In March 1989,
Tim Berners-Lee
submitted a proposal for an information management system to his
boss, Mike Sendall. 'Vague, but exciting', were the words that
Sendall wrote on the proposal, allowing Berners-Lee to develop what
eventually became known as the
World Wide
Web.
"I found it frustrating that in those days, there was different
information on different computers, but you had to log on to
different computers to get at it. Also, sometimes you had to learn
a different program on each computer," said Berners-Lee on his
website.
The proposal was originally intended to help scientists working
on the big bang project to keep track of the masses of information
they compiled in reports. The reason we have the web today is only
because of the research needs of physicists at the European
Organisation for Nuclear Research,
Cern.
But this isn't the only case where the research needs of Cern's
scientists have lead to innovations in web technologies.
In 1987 Cern worked with a US start-up with only 20 employees to
develop and deploy one of the first routers in Europe - the
ASM/2-32EM - to act as a firewall between Cern's public Ethernet
and its supercomputer. That company was
Cisco.
Today, the company has more than 6,3000 employees.
And the innovations haven't stopped. In 2005, the physics
laboratory built the
first working intercontinental 10 Gigabit Ethernet wide area
network to process the large amounts of data from the
Large Hadron Collider (LHC)
particle accelerator project. Applications like this are now
rising to prominence in areas such as finance and in banking
applications, according to analysts Gartner.
So if the technologies at Cern predicate future commercial
trends in internet technology, what is the department working on at
the moment and what could be next for the public face of the
internet? One area is in using database technology to handle the
masses of information generated by its computing grid.
Cern will be using one of the biggest computer grids this summer
to pool the processing power of about 100,000 CPUs worldwide. It
will process information at a rate of 1gbps, said
Francois Grey, head of Cern's IT communications team.
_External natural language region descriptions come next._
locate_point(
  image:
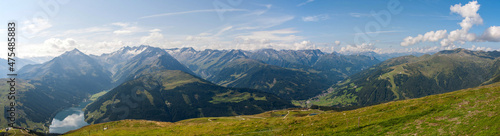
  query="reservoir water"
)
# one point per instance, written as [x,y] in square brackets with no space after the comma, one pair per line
[69,119]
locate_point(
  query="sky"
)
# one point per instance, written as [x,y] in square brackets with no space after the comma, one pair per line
[51,27]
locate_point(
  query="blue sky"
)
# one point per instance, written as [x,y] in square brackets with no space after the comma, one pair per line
[50,27]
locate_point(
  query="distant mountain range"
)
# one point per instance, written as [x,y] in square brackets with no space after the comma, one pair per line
[175,95]
[175,84]
[291,74]
[412,77]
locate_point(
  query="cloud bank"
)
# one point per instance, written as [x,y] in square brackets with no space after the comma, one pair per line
[470,18]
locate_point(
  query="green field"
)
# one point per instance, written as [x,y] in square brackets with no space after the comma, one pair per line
[464,112]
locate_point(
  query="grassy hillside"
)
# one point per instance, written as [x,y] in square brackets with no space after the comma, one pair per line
[464,112]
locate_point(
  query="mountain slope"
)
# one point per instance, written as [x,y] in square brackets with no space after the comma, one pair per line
[412,77]
[174,95]
[286,83]
[127,62]
[233,68]
[55,85]
[465,112]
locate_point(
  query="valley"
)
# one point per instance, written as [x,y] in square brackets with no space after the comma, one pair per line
[443,114]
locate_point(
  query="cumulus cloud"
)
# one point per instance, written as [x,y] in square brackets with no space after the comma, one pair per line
[61,45]
[34,26]
[474,47]
[364,47]
[273,35]
[470,18]
[315,18]
[429,36]
[491,34]
[337,43]
[126,28]
[155,38]
[304,3]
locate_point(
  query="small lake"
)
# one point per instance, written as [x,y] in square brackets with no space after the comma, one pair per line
[69,119]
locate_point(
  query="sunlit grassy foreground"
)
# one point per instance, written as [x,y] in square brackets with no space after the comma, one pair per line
[464,112]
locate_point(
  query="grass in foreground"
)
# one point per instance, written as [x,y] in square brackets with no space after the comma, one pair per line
[464,112]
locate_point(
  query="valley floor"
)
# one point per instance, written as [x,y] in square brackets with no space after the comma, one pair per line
[464,112]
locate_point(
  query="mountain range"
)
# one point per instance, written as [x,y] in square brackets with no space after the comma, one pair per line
[291,74]
[175,84]
[409,77]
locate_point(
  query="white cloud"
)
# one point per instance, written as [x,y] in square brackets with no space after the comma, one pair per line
[359,15]
[315,18]
[190,12]
[73,121]
[61,45]
[126,28]
[34,26]
[429,36]
[365,47]
[469,12]
[474,47]
[86,30]
[470,18]
[337,43]
[284,35]
[304,3]
[491,34]
[155,38]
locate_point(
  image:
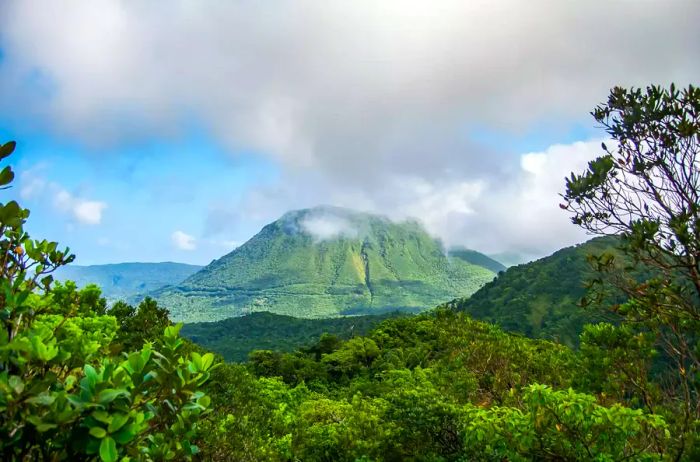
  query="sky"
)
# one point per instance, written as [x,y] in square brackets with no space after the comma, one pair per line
[174,130]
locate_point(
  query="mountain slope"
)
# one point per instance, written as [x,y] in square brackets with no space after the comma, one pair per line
[540,298]
[127,281]
[477,258]
[326,262]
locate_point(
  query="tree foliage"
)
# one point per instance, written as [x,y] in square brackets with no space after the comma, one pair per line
[646,189]
[66,393]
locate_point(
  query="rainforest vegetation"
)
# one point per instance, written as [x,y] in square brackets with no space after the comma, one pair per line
[613,376]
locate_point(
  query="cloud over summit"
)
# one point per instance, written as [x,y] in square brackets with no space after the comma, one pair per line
[363,104]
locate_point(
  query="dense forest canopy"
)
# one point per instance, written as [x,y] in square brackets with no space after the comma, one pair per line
[79,381]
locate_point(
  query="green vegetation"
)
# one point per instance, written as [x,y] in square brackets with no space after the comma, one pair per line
[68,389]
[127,281]
[646,190]
[476,258]
[437,386]
[541,299]
[366,265]
[78,382]
[235,338]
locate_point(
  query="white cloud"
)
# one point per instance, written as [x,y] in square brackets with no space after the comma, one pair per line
[327,225]
[516,212]
[365,104]
[183,241]
[87,212]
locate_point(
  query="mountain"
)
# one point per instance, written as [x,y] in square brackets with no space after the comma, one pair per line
[326,262]
[477,258]
[235,338]
[127,281]
[539,299]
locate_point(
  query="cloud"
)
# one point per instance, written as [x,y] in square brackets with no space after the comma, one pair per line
[333,85]
[364,104]
[183,241]
[327,225]
[515,212]
[84,211]
[32,185]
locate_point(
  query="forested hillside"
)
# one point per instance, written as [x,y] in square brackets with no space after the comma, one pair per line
[325,262]
[81,381]
[235,338]
[541,298]
[127,281]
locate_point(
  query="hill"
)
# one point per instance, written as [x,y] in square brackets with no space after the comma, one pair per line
[326,262]
[235,338]
[127,281]
[540,299]
[477,258]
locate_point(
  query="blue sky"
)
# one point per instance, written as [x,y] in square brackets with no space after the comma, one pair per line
[173,131]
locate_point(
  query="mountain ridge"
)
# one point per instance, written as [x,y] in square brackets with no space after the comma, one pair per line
[326,262]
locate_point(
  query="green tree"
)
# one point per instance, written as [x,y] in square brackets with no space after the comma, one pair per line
[64,393]
[646,189]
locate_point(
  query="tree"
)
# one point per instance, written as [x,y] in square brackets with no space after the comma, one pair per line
[64,394]
[646,189]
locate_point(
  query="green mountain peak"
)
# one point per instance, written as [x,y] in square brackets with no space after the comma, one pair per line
[323,262]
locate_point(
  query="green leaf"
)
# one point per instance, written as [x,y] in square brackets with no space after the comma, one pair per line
[110,394]
[7,149]
[118,420]
[91,374]
[98,432]
[108,450]
[6,176]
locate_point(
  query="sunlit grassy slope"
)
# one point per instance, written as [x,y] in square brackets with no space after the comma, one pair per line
[326,262]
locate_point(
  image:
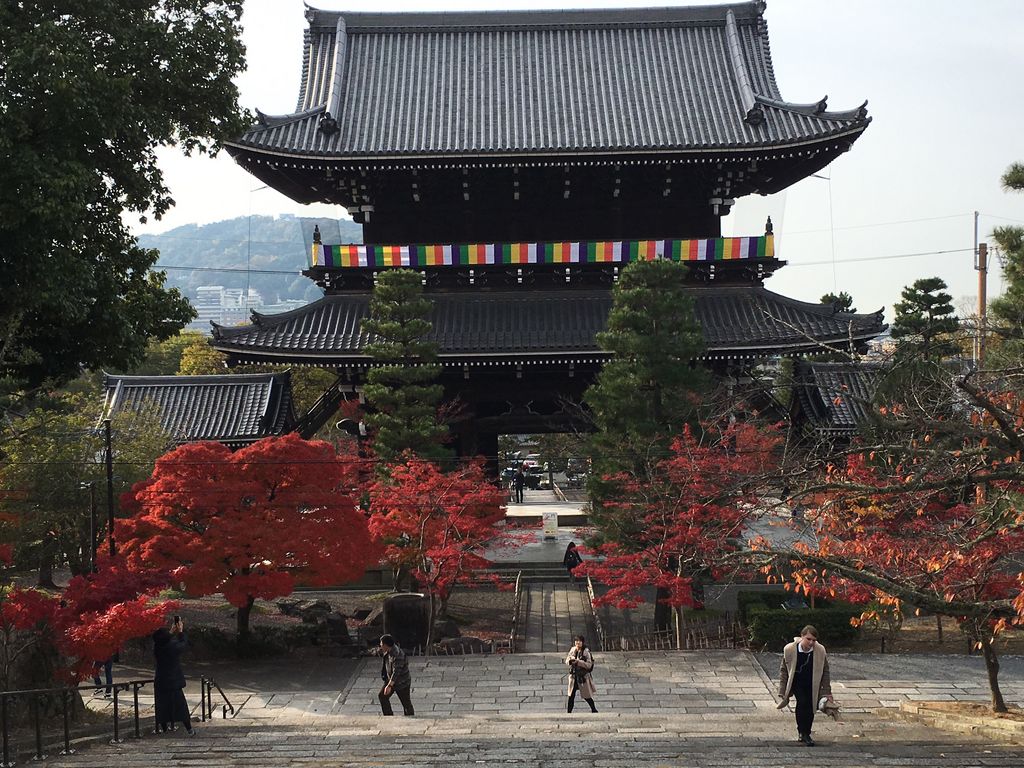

"The experiment will produce roughly 15 petabytes (15 million
Gbytes) of data a year - enough to fill 100,000 DVDs," he said.
The constant requirement for as much data processing power as
possible led Cern to become one of the first users of clustering
technology, starting in 1996. It pioneered the use of clusters of
low-cost Linux hardware servers working together as one large,
powerful machine. Cern helped develop software to ensure that the
reliability and virtualisation capabilities of databases could be
extended seamlessly across a cluster of commodity servers, greatly
reducing the cost of high-performance computing.
Cern has also pushed database-clustering technology further to
enable a single database to run across a number of distributed
computers. The LCG database deployment project has set up a
worldwide distributed database infrastructure for LHC.
It will do this using a program called
Oracle Streams to capture, filter and synchronise data stores
worldwide.
The software allows users to control what information is put
into a stream - the connection between the primary data capture and
its end source/sources - and will determine how the stream of data
flows is routed to nodes worldwide, and to determine what happens
to events in the stream and how the stream terminates. By
specifying the configuration of the elements acting on the stream,
a user can filter and manage data in a more meaningful way.
"The amount of data people are using on the web is only going to
grow as pipes get fatter and connection speeds are ramped up. As
the architectures for high-speed networks are installed, they will
only be as good if the underlying databases are able to deal with
gigabytes and maybe even petabytes of data," said Grey.
For companies with global operations, keeping mass stores of
data synchronised will be the next challenge, especially as data
processing requirements will increase.
"For us, monitoring the database and streams performance has
been key towards maintaining grid control and in optimising any
larger scale set-up," said Grey.
While the challenges at Cern remain unresolved at present,
history would indicate that synchronising databases across grid
set-ups and dealing with petabytes of data on an annual basis will
be a challenge for commercial organisations further down the
line.
And if the work at Cern has shown one thing over time, it has
been the willingness to share the solutions to their problems with
the wider world.